Oh ! combien elle parut longue à tous, cette année douloureuse ! Combien longue aux chasseurs, si fréquemment sur pied, si fréquemment aux aguets ! Combien longue aux pauvres parents dont les nuits étaient hantées de pénibles cauchemars, et qui craignaient à chaque heure de voir à un deuil récent se joindre un deuil nouveau !

L’histoire de la Bête, en cette période, est difficile à établir. Officiellement, le monstre était mort, puisque sa dépouille, envoyée à Versailles, avait satisfait la curiosité de la Cour.

Les pouvoirs publics ne peuvent, ni ne doivent se tromper : par suite, avaient cessé les relations entre la Cour et les Intendants des pays dévastés.

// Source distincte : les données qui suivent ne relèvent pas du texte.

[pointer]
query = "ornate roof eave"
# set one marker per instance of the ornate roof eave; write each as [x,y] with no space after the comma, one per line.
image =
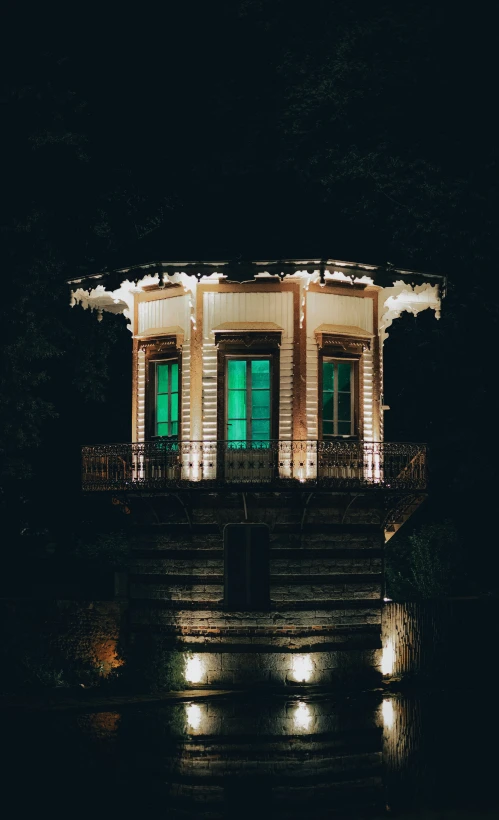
[238,272]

Plus de rapports officiels, plus de primes promises, de sorte que l’on n’a, pour se renseigner, que les inscriptions sur les registres de paroisse et quelques lettres conservées par les archives locales.

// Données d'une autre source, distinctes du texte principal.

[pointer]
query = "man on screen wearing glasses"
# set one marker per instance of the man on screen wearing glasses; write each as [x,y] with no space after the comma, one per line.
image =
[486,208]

Comme personne n’avait été mis officiellement à la tête des chasses, le comte d’Apchier, seigneur de la Clause et de Besque, à proximité de la paroisse de Saugues, prit la direction des chasseurs, et, avec les meilleurs tireurs, essaya de délivrer le pays de ce fléau redoutable. Il connaissait le vieil adage : « Ne t’attends qu’à toi seul. » Et sa ténacité ne devait pas rester vaine et stérile.

Le 14 février, le monstre s’attaque à Jeanne Delmas, du moulin de Badouille, paroisse de Lorcières.

Cette femme cassait la glace avec un hoyau, lorsqu’elle vit le monstre se dresser pour se jeter sur elle. Le hoyau para les premiers coups et arrêta les premiers assauts, mais après quelques instants de lutte acharnée, la Bête, sautant sur sa victime, lui fit trois ouvertures à la jugulaire et une à la joue droite où le pouce entrait aisément, blessures très dangereuses que le prieur de Lorcières avait pansées lui-même en attendant le secours d’un homme de l’art. Cela fait, elle avait pris la fuite.